Anna only half-listened, for above them in the kitchen her father was shouting. He must have managed to rise from the wheelchair and was stamping his feet on the kitchen floor. ‘Scotch!
Waar? Waar?
You
fokin’
little cow!’

The four of them emerged from the basement to find Piet Van Heerden standing, holding onto the edge of the kitchen table, his huge frame swaying dangerously. ‘
Fok
off, you black bastards!’ he shouted, pointing unsteadily at Ratih and Budi. Anna, in abject tears, hastily led them to the front door, all the while apologising profusely for her father.

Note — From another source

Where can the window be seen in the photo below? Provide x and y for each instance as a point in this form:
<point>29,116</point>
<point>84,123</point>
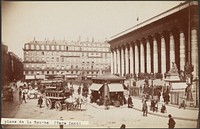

‘It is all right, Anna. It is hard for him, he is sick,’ Ratih said, while Budi remained silent, his expression indicating that he was not as easily mollified.
Kleine
Kiki said a tearful goodbye, her eyes pleading to be asked to stay on to help Anna with Piet Van Heerden. But Anna knew she had to face her father alone. From this moment on he was her sole responsibility. ‘Don’t forget to give Mother Ratih your gifts,’ she called to
Kleine
Kiki, wiping her eyes on her sleeve. ‘
Not
from me, from
you
,
Kiki!’ She watched as they all turned and waved from the street, then she turned in the direction of the interior where her father was bellowing like an angry bull. ‘Oh, shut up!’ she shouted, knowing he would not hear her but vexed beyond her patience level. Then covering her ears with her hands she yelled, ‘Shut up! Shut up! You horrible, horrible man!’